I’ve documented my disdain for using ‘deep learning as a hammer looking for nails in every corner’ in few other entries on this blog. Taking a less cynical and acerbic view, I want to focus on when deep learning can be a good starting point and when it is not useful as starting point.
First to clarify bit of terminology. Deep learning is a catch-all term used in popular data science these days. But we must separate out what this term encompases.

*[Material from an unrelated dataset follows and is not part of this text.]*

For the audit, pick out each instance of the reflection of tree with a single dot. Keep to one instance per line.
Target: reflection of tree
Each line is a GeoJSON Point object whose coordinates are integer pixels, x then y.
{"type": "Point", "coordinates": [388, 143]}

It covers the following broad ideas,
- Novel neural network architectures tailored for specific applications (example: LSTMs in language)
- Innovations at algorithmic (example: adam optimizer) and component (example: GELU non-linearity) level for improving performance of optimization algorithms which find weights for neural network.
- Engineering discipline which tries to solve for problems in 1-2 at hardware (GPUs and TPUs) and coding abstractions (example: auto-grad, libraries) level.
This post is focussed on (1).
When Deep Learning is a Bad Choice
- If the base representation of your data as seen by a computer and by a human is almost the same.
- When the data consists of mostly heterogeneous pieces of information.
For example, consider problem of predicting whether a customer will default on a loan or not. The data will be a mix of demographics, details about the product offering (interest rates, amount), customer’s repayment history with same bank and so on. Most of the columns in such a dataset are measured on different scale and they represent completely different things. For such problems, human beings cannot spot decision rules or features just by looking at data. I’ve found that random-forest and gradient boosting methods often give respectable and easy to use start on such problem. Note that I’m not arguing that random forest will always outperform carefully tuned neural network applied to such problems. Rather, I’m saying that random-forest kind of algorithms are safe choice which will give you good accuracy without much effort. Only after you’ve established a good baseline with RFs and you are convinced that the baseline is absolute disaster should you consider other ideas like deep learning. Deep learning may come into picture when your feature engineering can’t keep up with evolution of problem complexity. Check out this post on fraud detection at Lyft for one example
When Deep Learning is a Good Choice
- If base representation of your data as seen by a computer and by a human is radically different.
- Data consists mostly of homogeneous pieces of information.
Consider images, a five year old child can routinely distinguish between a cat and a dog image. On the other hand, a computer only sees bunch of pixels. The gap between representation and features is too large. Also, the data is homogeneous: everything is an integer value representing intensity at pixel. Similarly, language applications. To the computer, the base representation is just a sequence of unicodes. But we human beings can quickly see patterns, meanings. Again the data is homogeneous (sequence of integers representing unicode points) and gap between representation of information and meaning of information is too large. In such applications, you effectively want the computer to learn to represent knowledge (for a limited domain) first, the classification model is secondary. Deep learning seems to be excelling at such applications. There are few people who infact refer to deep learning as representation learning.
Hopefully, this post gives a good thumb rule on applying deep learning.